Nasa launches spacecraft in first ever mission to deflect asteroid

A spacecraft that must ultimately crash in order to succeed lifted off late on Tuesday from California on a Nasa mission to demonstrate the world’s first planetary defence system.

Carried aboard a SpaceX-owned Falcon 9 rocket, the Dart (Double Asteroid Redirection Test) spacecraft soared into the sky at 10.21pm Pacific time from the Vandenberg US Space Force Base, about 150 miles (240km) north-west of Los Angeles.

The plan is to crash the robot spacecraft into the moonlet Dimorphos at 15,000mph (24,100km/h) and change its path by a fraction. If the mission is successful, it will mean that Nasa and other space agencies could deflect an asteroid heading towards Earth and avert an Armageddon-style impact.

The Dart payload, about the size of a small car, was released from the booster minutes after launch to begin its 10-month journey into deep space, some 6.8 million miles (11 km) from Earth.
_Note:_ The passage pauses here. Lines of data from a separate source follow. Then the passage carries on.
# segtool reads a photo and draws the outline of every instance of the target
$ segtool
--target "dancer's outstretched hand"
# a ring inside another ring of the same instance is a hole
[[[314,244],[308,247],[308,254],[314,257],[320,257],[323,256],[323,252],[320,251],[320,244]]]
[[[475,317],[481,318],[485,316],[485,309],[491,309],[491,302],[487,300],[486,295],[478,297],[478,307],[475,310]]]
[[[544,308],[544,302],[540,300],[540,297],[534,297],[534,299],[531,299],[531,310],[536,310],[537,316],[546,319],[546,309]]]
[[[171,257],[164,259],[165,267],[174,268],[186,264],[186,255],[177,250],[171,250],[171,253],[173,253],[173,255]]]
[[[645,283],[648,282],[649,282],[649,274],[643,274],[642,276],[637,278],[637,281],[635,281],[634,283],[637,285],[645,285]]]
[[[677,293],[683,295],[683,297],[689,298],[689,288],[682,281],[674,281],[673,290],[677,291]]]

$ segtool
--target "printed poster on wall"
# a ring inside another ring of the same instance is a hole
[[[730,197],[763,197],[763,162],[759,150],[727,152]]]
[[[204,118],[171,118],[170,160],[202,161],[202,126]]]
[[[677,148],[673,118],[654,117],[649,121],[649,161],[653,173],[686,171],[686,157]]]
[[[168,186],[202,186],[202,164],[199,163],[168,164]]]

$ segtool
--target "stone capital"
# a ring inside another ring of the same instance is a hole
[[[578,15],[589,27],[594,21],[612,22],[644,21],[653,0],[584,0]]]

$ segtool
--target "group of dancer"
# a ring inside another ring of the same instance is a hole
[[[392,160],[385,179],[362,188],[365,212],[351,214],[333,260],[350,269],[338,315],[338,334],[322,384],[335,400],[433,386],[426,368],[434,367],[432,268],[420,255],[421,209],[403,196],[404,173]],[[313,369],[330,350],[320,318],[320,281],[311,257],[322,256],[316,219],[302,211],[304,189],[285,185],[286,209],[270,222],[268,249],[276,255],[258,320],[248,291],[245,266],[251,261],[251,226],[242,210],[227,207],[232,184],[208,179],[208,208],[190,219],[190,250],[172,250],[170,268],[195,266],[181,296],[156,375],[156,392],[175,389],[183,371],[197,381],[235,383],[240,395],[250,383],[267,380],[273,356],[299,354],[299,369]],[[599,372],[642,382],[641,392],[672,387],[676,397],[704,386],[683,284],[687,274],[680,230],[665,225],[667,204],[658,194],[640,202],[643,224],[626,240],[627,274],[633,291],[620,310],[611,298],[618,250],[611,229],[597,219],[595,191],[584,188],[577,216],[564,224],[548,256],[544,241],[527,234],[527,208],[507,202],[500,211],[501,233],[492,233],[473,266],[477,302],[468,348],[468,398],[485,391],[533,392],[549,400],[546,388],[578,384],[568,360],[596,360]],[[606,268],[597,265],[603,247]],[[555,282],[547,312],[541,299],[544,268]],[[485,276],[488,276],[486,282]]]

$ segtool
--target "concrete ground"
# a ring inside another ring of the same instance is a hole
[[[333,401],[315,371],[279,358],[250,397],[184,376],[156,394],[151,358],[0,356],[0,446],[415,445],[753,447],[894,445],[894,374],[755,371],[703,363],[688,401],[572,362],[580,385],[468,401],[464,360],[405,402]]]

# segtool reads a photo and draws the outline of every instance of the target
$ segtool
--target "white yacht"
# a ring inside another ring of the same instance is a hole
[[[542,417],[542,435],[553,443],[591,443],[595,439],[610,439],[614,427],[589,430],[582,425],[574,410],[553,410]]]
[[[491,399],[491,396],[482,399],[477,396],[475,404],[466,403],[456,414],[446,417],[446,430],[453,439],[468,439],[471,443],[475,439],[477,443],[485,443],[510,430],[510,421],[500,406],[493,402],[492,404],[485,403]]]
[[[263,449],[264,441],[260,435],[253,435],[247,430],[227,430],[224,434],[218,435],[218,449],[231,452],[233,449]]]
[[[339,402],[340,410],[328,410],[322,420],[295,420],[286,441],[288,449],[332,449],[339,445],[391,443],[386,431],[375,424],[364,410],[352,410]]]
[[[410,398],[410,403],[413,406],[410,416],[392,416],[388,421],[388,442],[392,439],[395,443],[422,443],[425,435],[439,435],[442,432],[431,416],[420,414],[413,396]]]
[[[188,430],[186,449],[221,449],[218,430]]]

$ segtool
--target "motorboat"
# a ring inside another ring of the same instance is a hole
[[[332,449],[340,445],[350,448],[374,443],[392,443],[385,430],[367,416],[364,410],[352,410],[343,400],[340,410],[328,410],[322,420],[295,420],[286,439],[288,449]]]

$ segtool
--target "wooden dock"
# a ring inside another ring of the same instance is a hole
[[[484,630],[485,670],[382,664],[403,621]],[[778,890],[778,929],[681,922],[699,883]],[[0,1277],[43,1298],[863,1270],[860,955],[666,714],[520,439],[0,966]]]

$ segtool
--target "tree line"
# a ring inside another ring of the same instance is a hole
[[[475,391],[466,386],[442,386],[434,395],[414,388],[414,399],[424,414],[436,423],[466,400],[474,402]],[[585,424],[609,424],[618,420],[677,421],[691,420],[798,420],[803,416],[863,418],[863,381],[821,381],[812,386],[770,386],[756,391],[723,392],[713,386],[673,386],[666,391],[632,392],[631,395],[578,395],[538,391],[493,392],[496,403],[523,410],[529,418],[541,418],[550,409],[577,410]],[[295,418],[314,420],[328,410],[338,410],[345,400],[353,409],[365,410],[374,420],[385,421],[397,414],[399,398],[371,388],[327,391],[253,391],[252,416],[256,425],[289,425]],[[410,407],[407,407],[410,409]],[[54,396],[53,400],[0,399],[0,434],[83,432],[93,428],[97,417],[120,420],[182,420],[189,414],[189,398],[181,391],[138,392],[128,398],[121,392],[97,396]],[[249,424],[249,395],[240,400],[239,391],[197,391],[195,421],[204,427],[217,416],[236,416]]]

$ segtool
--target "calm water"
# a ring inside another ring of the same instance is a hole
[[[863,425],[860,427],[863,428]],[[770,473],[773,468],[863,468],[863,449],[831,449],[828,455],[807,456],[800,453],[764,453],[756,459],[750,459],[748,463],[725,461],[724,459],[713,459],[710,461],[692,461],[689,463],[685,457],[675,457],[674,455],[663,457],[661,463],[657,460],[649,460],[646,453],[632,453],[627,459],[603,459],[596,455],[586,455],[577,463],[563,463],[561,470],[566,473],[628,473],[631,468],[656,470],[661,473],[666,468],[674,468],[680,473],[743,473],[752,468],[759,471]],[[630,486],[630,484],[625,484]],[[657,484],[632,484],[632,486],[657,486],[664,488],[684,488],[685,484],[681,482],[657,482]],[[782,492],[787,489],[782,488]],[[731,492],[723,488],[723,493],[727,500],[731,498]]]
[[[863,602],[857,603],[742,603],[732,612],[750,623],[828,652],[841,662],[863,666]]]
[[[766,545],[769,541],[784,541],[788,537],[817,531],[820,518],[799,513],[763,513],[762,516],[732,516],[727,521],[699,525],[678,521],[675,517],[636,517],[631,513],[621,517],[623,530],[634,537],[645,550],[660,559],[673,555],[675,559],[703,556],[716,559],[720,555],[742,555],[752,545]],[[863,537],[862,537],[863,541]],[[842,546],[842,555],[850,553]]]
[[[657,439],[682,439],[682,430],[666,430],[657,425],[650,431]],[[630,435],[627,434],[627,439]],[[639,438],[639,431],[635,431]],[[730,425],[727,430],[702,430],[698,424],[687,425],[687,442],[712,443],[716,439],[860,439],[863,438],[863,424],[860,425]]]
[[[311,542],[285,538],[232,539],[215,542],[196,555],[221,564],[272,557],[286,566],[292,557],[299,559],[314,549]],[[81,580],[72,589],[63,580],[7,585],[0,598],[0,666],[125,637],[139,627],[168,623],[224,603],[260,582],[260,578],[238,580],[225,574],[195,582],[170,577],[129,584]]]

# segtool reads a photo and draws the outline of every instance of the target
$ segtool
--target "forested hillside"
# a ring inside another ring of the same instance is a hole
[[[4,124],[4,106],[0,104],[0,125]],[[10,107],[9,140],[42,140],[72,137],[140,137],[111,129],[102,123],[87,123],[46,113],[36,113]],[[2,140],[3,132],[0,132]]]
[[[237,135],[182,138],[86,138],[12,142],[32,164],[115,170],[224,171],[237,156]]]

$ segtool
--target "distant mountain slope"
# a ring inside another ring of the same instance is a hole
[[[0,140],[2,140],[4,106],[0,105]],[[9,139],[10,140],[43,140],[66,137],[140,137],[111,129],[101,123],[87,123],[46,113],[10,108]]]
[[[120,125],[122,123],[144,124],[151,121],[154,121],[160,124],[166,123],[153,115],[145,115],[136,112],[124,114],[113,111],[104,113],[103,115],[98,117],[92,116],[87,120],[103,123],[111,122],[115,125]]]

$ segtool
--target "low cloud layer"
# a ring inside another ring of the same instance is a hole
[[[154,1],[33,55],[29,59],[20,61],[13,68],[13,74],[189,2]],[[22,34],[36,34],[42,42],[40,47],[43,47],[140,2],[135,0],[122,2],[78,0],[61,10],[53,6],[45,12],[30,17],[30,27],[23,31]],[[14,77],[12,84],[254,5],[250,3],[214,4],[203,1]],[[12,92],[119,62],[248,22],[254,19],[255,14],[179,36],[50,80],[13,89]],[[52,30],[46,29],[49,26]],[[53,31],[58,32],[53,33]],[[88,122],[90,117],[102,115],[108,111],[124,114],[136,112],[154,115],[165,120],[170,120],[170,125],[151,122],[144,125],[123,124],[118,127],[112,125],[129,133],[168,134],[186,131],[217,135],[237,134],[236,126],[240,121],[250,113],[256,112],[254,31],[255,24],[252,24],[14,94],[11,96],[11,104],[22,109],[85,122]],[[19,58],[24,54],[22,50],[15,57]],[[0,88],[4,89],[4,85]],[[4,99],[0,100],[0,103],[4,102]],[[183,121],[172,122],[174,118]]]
Once there Dart will test its ability to alter an asteroid’s trajectory with sheer kinetic force. Cameras mounted on the impactor and on a briefcase-sized mini-spacecraft to be released from Dart about 10 days beforehand will record the collision and beam images of it back to Earth.

The asteroid being targeted by Dart poses no actual threat and is tiny compared with the cataclysmic Chicxulub asteroid that struck Earth 66m years ago, leading to extinction of the dinosaurs. But scientists say smaller asteroids are far more common and pose a greater theoretical danger in the near term.

The team behind Dart chose the Didymos system because its relative proximity to Earth and dual-asteroid configuration make it ideal for observing the results of the impact.

The blast-off was shown live on Nasa TV and on the SpaceX Twitter account.

It is the latest of several Nasa missions in recent years to explore and interact with asteroids, primordial rocky remnants from the solar system’s formation 4.6bn years ago.

Last month, Nasa launched a probe on a voyage to the Trojan asteroid clusters orbiting near Jupiter, while the grab-and-go spacecraft Osires-Rex is on its way back to Earth with a sample collected in October last year from the asteroid Bennu.

The Dimorphos moonlet is one of the smallest astronomical objects to receive a permanent name and is one of 27,500 known near-Earth asteroids of all sizes tracked by Nasa.

Nasa has put the entire cost of the Dart project at $330m, well below that of many of the space agency’s most ambitious science missions.